US investors closer to breaking down the boardroom doors
Shareholders are pushing for new powers to hire and fire directors at US companies, in a move that could revolutionise corporate governance and usher in an era when contested boardroom elections are common.
Plans to allow investors to nominate their own rival candidates to an entrenched board have shot to the top of the agenda ahead of the spring season of annual shareholder meetings, which kicks off this week at Hewlett-Packard, the computer manufacturer.
The aim is to make directors fearful for their jobs, and therefore keener to respond to the concerns of investors.
HP and other companies are being asked to allow long-term shareholders to suggest their own candidates to stand on the ballot alongside the board's own candidates, avoiding the need for a vicious and costly battle to impose a new board from outside.
Although the companies are vigorously opposing the moves, corporate governance campaigners believe the upswing in shareholder democracy is unstoppable.
The new campaign comes on the heels of last year's successful push to end Soviet-style elections, where withheld votes were not counted and directors could be re-elected even if the only vote they received was their own. A wave of companies adopted rules that said candidates should win at least 50 per cent of votes cast, raising the possibility that they might fail to be elected.

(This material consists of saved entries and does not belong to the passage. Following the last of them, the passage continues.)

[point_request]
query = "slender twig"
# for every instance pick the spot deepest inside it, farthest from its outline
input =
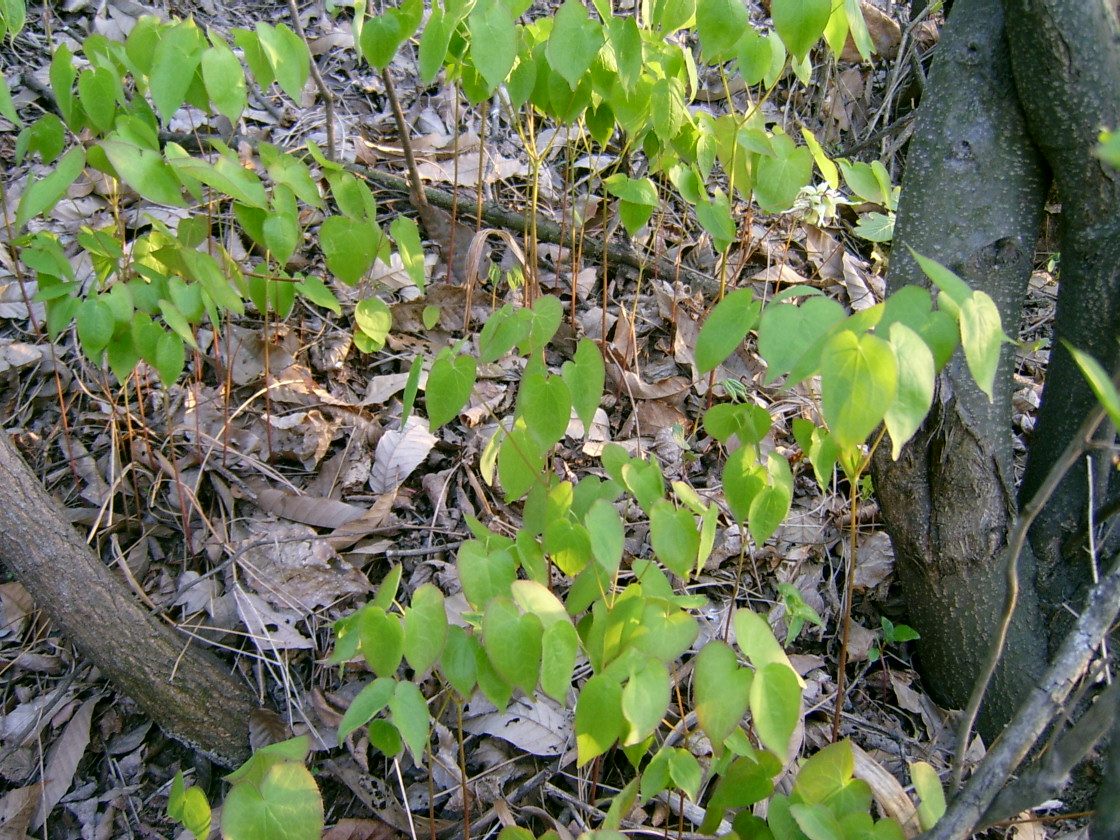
(328, 98)
(1073, 451)
(416, 186)
(1036, 712)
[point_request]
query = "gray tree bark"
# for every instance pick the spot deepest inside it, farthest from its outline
(1066, 61)
(179, 686)
(972, 197)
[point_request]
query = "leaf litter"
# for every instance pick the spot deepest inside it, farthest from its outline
(260, 505)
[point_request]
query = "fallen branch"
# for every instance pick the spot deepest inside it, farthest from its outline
(183, 688)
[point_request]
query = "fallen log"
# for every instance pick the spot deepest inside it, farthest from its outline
(182, 687)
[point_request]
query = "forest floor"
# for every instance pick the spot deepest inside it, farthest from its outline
(230, 546)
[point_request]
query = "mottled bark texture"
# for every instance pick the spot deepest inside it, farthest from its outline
(1066, 61)
(972, 197)
(184, 689)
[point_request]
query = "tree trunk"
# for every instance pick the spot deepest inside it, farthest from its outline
(1066, 61)
(972, 197)
(178, 684)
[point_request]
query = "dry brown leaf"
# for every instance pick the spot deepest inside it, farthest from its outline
(875, 560)
(399, 453)
(63, 759)
(361, 830)
(290, 566)
(888, 793)
(308, 510)
(15, 607)
(270, 630)
(16, 810)
(826, 252)
(375, 519)
(266, 727)
(886, 35)
(542, 728)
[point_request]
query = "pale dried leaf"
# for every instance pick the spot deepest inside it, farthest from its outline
(865, 289)
(824, 252)
(195, 593)
(540, 728)
(29, 718)
(290, 566)
(16, 810)
(16, 605)
(875, 560)
(888, 793)
(351, 829)
(860, 642)
(18, 354)
(270, 630)
(63, 759)
(266, 727)
(371, 521)
(783, 276)
(399, 453)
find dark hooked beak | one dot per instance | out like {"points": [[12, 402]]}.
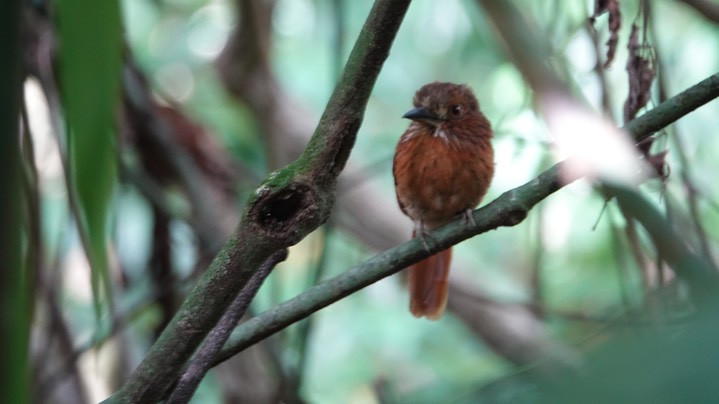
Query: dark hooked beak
{"points": [[421, 114]]}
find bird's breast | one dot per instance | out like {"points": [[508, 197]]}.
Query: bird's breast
{"points": [[436, 178]]}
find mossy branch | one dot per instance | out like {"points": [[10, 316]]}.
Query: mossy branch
{"points": [[507, 210], [286, 207]]}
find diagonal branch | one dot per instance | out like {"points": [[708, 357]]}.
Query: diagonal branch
{"points": [[286, 207], [507, 210]]}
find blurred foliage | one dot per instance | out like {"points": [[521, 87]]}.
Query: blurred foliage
{"points": [[368, 345]]}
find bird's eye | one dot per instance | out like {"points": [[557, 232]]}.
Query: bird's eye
{"points": [[456, 110]]}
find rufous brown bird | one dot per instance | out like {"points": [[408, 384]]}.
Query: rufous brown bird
{"points": [[442, 169]]}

This year's battle to allow shareholders to propose alternative candidates is the logical next step, according to Richard Ferlauto, director of pension and benefit policy at AFSCME, which represents public-sector pension funds. It could, he said, encourage executives to improve their own behaviour, reducing strategic blunders and driving out excessive boardroom pay.
"The idea is that by having this power, we would need to wield the power only infrequently," he said. "It is about improving the rights of shareholders, which are significantly less advanced in the US than they are in Europe. In the UK, it takes just 10 per cent of shareholders to force a special meeting that can replace the whole board, but it isn't used very often."
Unseating entrenched boards is a long and costly business, usually beyond the means of long-term institutional shareholders. Such "proxy battles" require rebel investors to fund and organise their own ballot of shareholders.
These have been on the rise in recent years, with characters such as the veteran investor Carl Icahn trying to force his way on to the boards of Time Warner, Motorola and other companies. However, they remain the preserve of hedge funds, able to put up the millions of dollars such a campaign costs in the expectation of winning a sudden jump in the share price.